The latter, an all-round sportswoman who enjoys sailing and surfboarding, is a Sandhurst-trained Royal Artillery officer who could find herself in Afghanistan before the end of the year.
Golden girls: Heather Stanning (right) and Helen Glover have enjoyed an impressive build-up
There are longer shots for gold, such as defending champions in the men’s lightweight double Zac Purchase and Mark Hunter, whose form has been ropier than expected, or their underrated fellow lightweights in the four.
British rowing is trying to shake off its fairly staid and middle class image and the poster boy for its growing diversity is Mohamed Sbihi, one of the powerhouses in the unpredictable and eclectic men’s eight, who on a given day might trouble the German favourites.
With a Moroccan heritage but brought up in Surbiton, Sbihi is GB’s first rower who is a practising Muslim, and has elected to postpone his fasting during the current Ramadan after discussions with his family and religious figures.
Instead, he has made a sizeable donation to a charity that gives food to deprived children in Morocco and he will visit there later in the year.
The challenges for GB will come from far and wide, with small nations like New Zealand especially strong in rowing.
The Olympics is the summit in this sport and while there is no name as celebrated as Pinsent or Redgrave among the GB 47, there is no greater chance to forge one than at a home Games.
The rowing coverage will be unlike ever before on TV, with the use of a 250,000 camera developed by the US military that follows the boats down the course.
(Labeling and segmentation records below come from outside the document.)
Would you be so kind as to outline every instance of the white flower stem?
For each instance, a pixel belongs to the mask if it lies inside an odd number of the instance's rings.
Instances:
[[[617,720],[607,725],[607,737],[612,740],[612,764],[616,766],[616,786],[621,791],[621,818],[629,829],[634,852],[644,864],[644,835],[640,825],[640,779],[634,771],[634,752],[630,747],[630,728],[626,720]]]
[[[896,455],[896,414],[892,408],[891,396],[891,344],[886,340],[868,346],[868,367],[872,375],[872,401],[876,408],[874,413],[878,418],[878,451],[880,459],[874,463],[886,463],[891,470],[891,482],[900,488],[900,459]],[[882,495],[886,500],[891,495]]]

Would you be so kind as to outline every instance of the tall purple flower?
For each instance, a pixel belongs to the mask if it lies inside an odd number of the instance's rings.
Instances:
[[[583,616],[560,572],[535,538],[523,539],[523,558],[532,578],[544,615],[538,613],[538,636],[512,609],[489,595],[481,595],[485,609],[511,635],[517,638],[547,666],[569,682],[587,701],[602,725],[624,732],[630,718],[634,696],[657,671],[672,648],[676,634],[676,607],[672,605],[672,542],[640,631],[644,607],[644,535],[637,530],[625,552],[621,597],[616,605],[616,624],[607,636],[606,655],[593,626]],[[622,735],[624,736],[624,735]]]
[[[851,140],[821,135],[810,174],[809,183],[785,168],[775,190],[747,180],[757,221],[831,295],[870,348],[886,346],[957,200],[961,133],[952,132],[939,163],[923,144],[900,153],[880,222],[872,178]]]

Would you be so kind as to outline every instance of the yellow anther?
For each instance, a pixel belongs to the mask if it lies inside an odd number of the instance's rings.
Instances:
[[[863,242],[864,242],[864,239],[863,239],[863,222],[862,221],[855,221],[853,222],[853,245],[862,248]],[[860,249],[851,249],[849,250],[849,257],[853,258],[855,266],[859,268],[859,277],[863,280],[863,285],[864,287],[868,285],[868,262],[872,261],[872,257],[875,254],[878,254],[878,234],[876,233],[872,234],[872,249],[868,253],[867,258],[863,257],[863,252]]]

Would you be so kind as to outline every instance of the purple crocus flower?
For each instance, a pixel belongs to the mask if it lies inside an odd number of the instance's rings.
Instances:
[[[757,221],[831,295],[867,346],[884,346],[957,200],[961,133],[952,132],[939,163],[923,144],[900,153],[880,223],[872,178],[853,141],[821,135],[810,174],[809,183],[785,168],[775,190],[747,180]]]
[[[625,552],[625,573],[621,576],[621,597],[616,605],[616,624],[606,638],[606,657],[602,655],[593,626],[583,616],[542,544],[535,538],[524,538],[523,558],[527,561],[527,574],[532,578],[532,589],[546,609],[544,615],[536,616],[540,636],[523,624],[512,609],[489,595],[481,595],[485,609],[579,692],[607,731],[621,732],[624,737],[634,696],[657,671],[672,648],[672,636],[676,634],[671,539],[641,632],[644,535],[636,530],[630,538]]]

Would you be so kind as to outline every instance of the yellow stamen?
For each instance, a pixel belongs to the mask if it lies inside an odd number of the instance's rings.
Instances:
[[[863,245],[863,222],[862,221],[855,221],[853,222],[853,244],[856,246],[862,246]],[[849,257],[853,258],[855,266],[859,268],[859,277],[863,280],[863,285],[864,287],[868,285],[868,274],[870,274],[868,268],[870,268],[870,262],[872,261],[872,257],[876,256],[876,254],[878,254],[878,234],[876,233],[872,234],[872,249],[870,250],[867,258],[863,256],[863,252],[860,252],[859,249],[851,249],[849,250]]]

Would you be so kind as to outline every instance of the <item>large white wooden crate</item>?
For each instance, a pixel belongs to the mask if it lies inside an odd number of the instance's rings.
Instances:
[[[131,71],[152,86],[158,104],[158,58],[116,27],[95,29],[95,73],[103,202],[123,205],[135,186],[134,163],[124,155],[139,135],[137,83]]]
The camera is suspended on three wires stretched between two 92 metre towers at either end of the lake. The camera can rotate 360 degrees and drops to just eight metres above the boats.
BRITS TO WATCH
Women’s Coxless Pair — Heather Stanning and Helen Glover
The West Country-based duo have impressed in the three World Cups this year and won silver at the 2011 World Championships. Feared by their rivals, but they need to watch out for New Zealand in particular.
Injuries have meant reshuffling but they gave Germany a scare at the World Cup in Belgrade and are more settled after the return of stroke Constantine Louloudis. The eight includes Greg Searle MBE, who competed in his first Games in 1992 and came out of retirement three years ago.
Men’s lightweight coxless four
Chris Bartley, Rob Williams and brothers Pete and Richard Chambers have improved greatly this year and could upset Australia and Denmark.